Next week, the New York Court of Appeals will hear oral arguments in Worth Contr. Co. v. Admiral Ins. Co. The issue on appeal addresses the interpretation of an additional insured endorsement, stating:
The additional insured endorsement of the Farm Family/Pacific policy provides in relevant part as follows: "WHO IS AN INSURED (Section II) is amended to include as an insured the person or organization shown in the Schedule as an insured but only with respect to liability arising out of your operations or premises owned by or rented to you." Under paragraph 21 of the policy, the term "Your work" is defined to mean "(a) Work or operations performed by you or on your behalf; and (b) Materials, parts or equipment furnished in connection with such work or operations."
The plaintiff Worth Construction was general contractor on a construction site in White Plains. Defendant Farm Family insured subcontractor Pacific Steel, hired by Worth to build a staircase. Farm Family's insurance policy contains the already referenced additional insured endorsement covering Worth for liability arising out of its insured's operations at the White Plains project.
An injured worker, who was employed by a sub-subcontractor brought an underlying action against Worth in Westchester County for injuries allegedly sustained when he slipped on the stairs built by Pacific.
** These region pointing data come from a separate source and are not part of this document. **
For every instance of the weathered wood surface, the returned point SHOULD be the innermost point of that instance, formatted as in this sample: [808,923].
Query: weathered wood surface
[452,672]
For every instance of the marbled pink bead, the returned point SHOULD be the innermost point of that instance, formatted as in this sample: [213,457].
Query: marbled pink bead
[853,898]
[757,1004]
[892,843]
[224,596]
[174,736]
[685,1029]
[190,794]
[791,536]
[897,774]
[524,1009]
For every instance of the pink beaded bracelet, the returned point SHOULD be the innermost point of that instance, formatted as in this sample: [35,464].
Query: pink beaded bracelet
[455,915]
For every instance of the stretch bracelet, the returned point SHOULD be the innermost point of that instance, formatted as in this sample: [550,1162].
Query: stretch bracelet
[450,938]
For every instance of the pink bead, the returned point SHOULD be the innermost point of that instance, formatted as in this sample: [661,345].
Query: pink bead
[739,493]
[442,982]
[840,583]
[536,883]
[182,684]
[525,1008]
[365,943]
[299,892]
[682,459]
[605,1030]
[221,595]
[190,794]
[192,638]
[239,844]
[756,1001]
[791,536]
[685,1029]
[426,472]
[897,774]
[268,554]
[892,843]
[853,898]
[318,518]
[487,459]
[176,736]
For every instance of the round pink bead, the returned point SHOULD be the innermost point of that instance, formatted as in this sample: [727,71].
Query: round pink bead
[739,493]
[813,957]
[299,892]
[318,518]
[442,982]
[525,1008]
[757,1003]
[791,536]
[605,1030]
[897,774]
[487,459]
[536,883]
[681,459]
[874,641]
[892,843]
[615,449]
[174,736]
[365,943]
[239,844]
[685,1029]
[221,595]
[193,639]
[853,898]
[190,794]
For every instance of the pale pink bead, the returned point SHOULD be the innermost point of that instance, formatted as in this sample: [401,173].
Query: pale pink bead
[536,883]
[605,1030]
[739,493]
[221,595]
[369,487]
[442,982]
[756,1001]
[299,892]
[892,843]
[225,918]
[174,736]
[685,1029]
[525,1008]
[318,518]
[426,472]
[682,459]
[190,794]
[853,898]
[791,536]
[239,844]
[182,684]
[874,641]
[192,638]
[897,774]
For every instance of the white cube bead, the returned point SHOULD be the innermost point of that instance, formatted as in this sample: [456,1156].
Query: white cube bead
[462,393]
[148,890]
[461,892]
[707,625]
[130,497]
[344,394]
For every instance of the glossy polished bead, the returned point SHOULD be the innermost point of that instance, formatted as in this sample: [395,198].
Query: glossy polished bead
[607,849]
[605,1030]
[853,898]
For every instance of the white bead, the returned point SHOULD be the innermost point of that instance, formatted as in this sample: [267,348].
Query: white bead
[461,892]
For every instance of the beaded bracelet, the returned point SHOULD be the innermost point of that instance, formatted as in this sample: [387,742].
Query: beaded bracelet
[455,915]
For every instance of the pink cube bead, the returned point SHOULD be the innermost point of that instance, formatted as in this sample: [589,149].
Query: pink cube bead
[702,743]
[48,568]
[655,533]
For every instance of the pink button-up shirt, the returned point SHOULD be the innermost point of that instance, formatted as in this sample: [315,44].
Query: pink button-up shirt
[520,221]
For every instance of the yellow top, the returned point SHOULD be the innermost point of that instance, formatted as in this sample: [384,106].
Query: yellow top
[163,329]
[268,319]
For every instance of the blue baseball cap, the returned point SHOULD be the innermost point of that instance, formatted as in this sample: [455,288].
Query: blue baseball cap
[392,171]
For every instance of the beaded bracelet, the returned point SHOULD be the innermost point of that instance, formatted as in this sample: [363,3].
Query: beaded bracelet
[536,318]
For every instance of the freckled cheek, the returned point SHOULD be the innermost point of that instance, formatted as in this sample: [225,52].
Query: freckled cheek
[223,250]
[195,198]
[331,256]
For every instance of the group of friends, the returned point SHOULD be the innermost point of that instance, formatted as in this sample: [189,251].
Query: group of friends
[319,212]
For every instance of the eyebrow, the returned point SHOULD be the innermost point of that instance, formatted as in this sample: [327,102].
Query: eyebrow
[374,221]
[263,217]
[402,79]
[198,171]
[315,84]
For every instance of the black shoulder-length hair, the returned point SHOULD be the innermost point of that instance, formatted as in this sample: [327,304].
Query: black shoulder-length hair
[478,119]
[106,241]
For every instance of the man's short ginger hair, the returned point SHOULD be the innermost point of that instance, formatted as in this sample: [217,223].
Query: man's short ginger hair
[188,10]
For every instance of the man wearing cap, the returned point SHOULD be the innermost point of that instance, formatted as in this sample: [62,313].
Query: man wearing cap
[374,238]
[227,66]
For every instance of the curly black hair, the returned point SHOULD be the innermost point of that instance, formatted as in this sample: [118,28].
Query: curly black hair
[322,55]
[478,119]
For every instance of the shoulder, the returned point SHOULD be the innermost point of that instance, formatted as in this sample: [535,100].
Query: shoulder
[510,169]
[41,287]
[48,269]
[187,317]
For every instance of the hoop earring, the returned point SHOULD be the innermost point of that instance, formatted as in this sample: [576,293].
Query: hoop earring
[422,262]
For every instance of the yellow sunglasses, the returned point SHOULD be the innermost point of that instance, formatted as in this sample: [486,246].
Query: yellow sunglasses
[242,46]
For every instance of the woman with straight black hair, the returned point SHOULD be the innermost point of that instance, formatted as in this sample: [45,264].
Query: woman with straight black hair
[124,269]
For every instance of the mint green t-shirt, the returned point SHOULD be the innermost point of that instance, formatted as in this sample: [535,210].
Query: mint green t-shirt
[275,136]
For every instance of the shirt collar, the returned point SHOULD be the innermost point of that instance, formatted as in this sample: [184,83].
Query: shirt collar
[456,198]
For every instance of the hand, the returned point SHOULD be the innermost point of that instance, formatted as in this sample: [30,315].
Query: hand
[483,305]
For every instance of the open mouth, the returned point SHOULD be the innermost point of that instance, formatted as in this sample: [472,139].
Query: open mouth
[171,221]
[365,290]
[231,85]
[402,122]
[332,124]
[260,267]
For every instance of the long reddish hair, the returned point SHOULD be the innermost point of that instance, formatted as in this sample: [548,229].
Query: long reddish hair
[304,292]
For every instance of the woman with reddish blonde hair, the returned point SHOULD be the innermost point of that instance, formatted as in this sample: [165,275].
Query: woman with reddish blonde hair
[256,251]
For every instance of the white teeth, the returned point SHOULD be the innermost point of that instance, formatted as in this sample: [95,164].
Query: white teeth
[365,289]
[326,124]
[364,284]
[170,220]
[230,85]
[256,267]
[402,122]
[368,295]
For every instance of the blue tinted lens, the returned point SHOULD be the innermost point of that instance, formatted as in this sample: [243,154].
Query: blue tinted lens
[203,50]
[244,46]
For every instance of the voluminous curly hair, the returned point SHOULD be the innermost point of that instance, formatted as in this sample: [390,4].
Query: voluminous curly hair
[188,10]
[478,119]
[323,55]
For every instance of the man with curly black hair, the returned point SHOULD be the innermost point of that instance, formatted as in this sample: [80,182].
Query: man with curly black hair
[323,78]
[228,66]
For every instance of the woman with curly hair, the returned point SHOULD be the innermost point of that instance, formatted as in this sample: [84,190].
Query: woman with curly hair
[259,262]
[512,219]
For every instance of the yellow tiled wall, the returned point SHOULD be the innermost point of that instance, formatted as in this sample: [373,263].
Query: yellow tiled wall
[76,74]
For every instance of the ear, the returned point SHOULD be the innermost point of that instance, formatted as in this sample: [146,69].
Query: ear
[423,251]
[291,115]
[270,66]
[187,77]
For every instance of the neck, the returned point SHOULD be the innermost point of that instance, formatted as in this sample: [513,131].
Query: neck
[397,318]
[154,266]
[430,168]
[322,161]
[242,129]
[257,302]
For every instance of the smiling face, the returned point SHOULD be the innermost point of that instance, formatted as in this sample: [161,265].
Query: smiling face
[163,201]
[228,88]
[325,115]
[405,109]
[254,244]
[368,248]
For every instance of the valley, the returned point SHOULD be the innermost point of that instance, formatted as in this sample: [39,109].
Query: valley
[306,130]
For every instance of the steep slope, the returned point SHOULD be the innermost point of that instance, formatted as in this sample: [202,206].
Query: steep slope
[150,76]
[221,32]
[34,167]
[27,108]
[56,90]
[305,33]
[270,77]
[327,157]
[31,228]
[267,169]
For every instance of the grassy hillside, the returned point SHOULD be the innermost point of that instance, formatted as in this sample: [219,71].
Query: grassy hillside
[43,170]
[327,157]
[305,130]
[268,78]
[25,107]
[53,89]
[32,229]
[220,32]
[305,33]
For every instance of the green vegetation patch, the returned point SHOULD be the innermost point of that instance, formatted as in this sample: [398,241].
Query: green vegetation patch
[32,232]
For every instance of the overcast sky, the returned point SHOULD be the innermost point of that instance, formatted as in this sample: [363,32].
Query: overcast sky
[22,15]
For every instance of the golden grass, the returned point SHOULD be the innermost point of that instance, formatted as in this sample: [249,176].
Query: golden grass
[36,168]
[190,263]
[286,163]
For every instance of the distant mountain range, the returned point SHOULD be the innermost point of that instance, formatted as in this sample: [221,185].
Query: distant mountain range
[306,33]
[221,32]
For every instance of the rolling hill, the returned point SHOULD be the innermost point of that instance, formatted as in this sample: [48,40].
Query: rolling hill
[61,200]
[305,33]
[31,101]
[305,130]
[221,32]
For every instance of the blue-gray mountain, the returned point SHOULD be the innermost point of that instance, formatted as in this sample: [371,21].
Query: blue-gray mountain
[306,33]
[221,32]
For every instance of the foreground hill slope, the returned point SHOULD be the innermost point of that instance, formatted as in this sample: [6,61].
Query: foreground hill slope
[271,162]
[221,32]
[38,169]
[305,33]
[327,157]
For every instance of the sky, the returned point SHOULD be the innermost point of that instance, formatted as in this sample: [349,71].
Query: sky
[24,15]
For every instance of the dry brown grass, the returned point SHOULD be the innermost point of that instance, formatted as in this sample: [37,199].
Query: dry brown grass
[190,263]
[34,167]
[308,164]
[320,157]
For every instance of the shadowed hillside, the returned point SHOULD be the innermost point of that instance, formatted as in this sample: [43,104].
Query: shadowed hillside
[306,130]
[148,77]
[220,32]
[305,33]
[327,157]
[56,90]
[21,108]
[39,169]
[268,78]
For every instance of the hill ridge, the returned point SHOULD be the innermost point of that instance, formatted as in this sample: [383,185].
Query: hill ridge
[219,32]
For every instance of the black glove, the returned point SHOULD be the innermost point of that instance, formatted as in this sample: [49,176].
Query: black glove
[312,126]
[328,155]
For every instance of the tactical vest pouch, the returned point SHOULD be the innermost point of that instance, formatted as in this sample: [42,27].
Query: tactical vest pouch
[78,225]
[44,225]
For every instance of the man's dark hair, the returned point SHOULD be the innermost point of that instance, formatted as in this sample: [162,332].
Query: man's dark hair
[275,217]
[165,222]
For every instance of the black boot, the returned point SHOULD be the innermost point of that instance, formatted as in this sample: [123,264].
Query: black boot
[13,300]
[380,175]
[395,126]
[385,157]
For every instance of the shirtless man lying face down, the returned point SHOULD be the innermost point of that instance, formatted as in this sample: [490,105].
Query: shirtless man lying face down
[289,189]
At the time of the accident, Pacific had finished installing the metal pans on the stairs and was not scheduled to come back to the site to put up handrails until other trades had filled in the metal pans with concrete. In the underlying Westchester action, Worth formally admitted that no negligence on Pacific's part contributed to the accident, resulting in Pacific's dismissal from the underlying action.
The Appellate Division, First Department's Majority held that it is immaterial, for purposes of deciding additional insured coverage, whether Pacific had completed its installation of the stairs, whether Pacific's installation of the stairs was negligent, or whether Pacific or a contractor in privity with it was the injured worker's employer. That the injury was sustained on the stairs was sufficient to determine additional insured coverage.
Justice Nardelli, with Justice McGuire joining the dissenting opinion, opined thathe Majority's analysis is erroneous, for the reasons stated by Justice Sullivan in his dissenting opinion in Chelsea Assoc., LLC v Laquila-Pinnacle (21 AD3d 739, 741 , lv denied 6 NY3d 742 ).
NYCL law will keep you apprised of the decision when the Court hands it down.